After the examination is finished, the remaining
portion of the article or the article itself should be sealed
securely and either kept for production in court or handed
over to the requesting party. It is recommended that the
chemist should retain the articles he examined and should
himself produce them in the court.
III. Communication of the results of the examination:
The results of the examination conducted will be
communicated to the requesting party in the form of a
written report which must include an enumeration of the
articles received for examination with detailed description
of the packing, sealing and labelling, date of receipt and
from whom receive, the purpose of the examination, the
findings and conclusion. The findings should include a
brief but sufficient record of all the significant facts noted
during the examination. It is not, as a rule, necessary to
mention how the analysis has been conducted. Reference
to some well-known and established methods may be
allowed. If a quantitative analysis was made it is not
necessary to report the results to more than one decimal
point except in cases of poisoning where the results may
be given to tenths or even hundredths of milligram. The
conclusion should be stated definitely and without
ambiguity. All opinions should be supported by the
evidence on which they are based. As a rule, the report
must be concise and clear, but efficiency should not be
sacrificed for brevity. If photomicrographs or photographs
of the specimen have been made, copies should be
attached to the report stating clearly on the photographs
what they represent.
IV. Court appearance:
The written report of the chemist is usually
supplemented a later date by oral evidence if the case is
brought to court or fiscal’s office. Since the oral evidence
may be given weeks, months or even years after the work
has been made and the written report, it is not only
permissible but necessary that chemist should refresh his
memory by reference to his laboratory notebook before
presenting himself in court. It is not sufficient that these
should be consulted for a few minutes immediately before
going to court or while waiting to be called but they should
be studied well beforehand. The chemist should have a
thorough knowledge of his subject and of the collateral
matters relating to it. He must anticipate and prepare to
answer likely questions having reference to the case and
should be prepared to state the degree of accuracy
attained. He should also know the weakness, if any,
inherent in the methods and employed and be ready to
meet adverse criticism directed against them.

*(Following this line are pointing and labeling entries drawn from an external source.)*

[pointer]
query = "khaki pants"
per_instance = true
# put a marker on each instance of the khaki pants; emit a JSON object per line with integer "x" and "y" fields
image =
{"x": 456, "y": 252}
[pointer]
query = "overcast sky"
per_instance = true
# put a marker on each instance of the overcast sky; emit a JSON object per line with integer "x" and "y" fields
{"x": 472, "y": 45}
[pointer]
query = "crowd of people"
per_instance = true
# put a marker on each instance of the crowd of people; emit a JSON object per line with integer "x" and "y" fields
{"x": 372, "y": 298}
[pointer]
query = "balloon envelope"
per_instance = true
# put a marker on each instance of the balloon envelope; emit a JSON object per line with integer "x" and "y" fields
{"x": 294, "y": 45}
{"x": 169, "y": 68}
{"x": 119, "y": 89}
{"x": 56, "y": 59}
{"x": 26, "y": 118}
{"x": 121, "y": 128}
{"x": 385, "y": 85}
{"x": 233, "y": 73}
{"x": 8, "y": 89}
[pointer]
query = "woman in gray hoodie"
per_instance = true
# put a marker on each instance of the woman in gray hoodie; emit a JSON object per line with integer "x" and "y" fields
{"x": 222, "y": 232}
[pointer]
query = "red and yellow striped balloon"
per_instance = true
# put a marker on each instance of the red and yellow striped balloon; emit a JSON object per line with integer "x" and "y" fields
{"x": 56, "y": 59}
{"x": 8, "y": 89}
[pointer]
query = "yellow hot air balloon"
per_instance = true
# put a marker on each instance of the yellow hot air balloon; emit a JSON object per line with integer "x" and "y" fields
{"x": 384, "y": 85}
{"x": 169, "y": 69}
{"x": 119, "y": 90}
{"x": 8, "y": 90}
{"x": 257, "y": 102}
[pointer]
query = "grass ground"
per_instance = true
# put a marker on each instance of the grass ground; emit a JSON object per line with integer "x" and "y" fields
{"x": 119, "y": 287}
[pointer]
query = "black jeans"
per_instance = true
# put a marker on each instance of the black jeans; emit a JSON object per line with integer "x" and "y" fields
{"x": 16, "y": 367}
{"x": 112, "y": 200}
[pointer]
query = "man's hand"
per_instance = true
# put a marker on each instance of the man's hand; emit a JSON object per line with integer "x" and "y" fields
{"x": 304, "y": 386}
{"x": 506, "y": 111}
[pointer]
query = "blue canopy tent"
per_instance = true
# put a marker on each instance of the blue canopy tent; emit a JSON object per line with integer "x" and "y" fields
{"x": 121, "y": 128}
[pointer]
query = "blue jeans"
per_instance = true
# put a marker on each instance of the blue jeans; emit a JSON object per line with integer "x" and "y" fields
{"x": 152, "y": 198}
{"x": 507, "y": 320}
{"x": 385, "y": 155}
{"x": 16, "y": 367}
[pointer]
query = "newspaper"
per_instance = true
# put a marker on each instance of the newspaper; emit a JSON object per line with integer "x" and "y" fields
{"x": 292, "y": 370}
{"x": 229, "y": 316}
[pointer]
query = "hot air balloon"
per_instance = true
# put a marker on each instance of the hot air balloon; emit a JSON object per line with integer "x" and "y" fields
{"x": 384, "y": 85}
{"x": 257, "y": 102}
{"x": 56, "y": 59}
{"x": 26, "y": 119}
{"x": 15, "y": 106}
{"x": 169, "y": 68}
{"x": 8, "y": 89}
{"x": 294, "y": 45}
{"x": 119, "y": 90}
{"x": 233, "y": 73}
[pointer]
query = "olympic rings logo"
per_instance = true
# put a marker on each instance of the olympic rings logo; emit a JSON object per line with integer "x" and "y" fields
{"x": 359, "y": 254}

All answers
to questions and all opinion should be definite and free
from ambiguity and should be given in simple language.
Lengthy explanation should be avoided as this may
weaken the evidence and raise points that can be used by
the opposite party to cast doubts upon it. The witness
must be composed and as much as possible avoid being
irritated by up braiding of the opposite counsel. He must
be swayed by passion. He should avoid allowing his
interest in a case or belief in the correctness of his own
conclusions to make him an advocate or partisan. He
appears in order to present any facts he may have
discovered, to interpret these and other facts to help the
court with his opinions and his evidence should be given
without bias to either side.
ROLE OF FORENSIC CHEMIST/FORENSIC CHEMICAL
OFFICER IN SCIENTIFIC INVESTIGATION
A Forensic Chemist/Forensic Chemical Officer is
responsible for applying the natural and applied sciences
to the investigation of crimes by learning to perform
laboratory examinations of physical evidences submitted
to the Crime Laboratory.

Methods used by a Forensic Chemist/Forensic


Chemical Officer
To examined, evaluate and identify physical evidence, the
forensic chemist/forensic chemical officer utilizes the
following:
1. chemicals
2. microscopes
3. chromatographic technique
 Gas Chromatography (GC)
 High Pressure Liquid Chromatography (HPLC)
 Liquid Chromatography
 Paper Chromatography
 Thin Layer Chromatography (TLC)
 Reversed-phase
4. spectroscopic methods
 Infrared (IR)
 Ultraviolet and Visible (UV-Vis)
 Nuclear Magnetic Resonance (NMR)
5. Comparative technique

Two general type of examination in Forensic


Chemistry
1. Qualitative examination – identification of substance
present in the sample.
2. Quantitative examination – determining the percent
purity of the substance.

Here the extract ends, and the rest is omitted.